Composing speech

Robert Davidson’s first-ever tweet is a remarkable one:

https://twitter.com/robcomposer/status/558447982807248896

Rob’s tweet raises three profound questions in my mind.

1) Does speech consist of melodies?

If your definition of melody doesn’t require precise pitch values, then yes, speech is indeed melodic. When we talk about prosody, both of the emotional and semantic varieties, we’re really talking about the substantial overlap between talking and singing. Speech has a beat and a tempo. You can transcribe speech into rhythmic notation without difficulty. You can think of rap as highly specialized and structured prosody. Rakim Allah refers to his own flow as “my melody.”

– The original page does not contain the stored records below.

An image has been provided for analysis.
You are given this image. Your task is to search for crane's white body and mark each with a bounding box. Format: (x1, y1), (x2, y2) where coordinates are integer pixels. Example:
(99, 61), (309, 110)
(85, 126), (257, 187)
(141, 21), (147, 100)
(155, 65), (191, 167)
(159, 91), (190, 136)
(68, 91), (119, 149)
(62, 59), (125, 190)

The most strongly musical speech is the kind we direct at babies; it’s much closer to singing than semantic language. The archaeologist Steven Mithen looked at the musical nature of speech and arrived at a remarkable hypothesis: that music preceded language in human evolution. I find it to be a highly convincing idea. Check The Singing Neanderthals and decide for yourself; you can also read a review.

2) Is speech composition or improvisation?

It’s significant to me that we use the word “composition” both in the musical and verbal senses. We also use it to describe the spatial layout of a work of art, and in various unrelated mathematical senses.

Composition in combinatorics

We compose music and we compose speeches and essays; we improvise music and we speak off-the-cuff. Music composition seems so difficult to non-musicians, but that’s just because we all have enormously more practice composing sentences. Our effortless mastery over language composition is so complete that we don’t realize what a stupendously complex thing it is we’re doing every time we open our mouths. Making up tunes is not hard at all if you practice it.

3) Is improvisation really just fast composition?

Yes indeed it is. Great composers are just about always great improvisers. Jazz improvisers make the real-time compositional task easier by imposing some constraints: a song form, a mode, a set of motifs or licks. Of course, pencil-and-paper composers frequently impose constraints as well; what is a style if not an implicit set of compositional guidelines? Arnold Schoenberg said in his essay “Brahms the Progressive” that composition is “slowed-down improvisation.” By that logic, writing is slowed-down speech. I like it! Thanks, Rob! I look forward to your second tweet.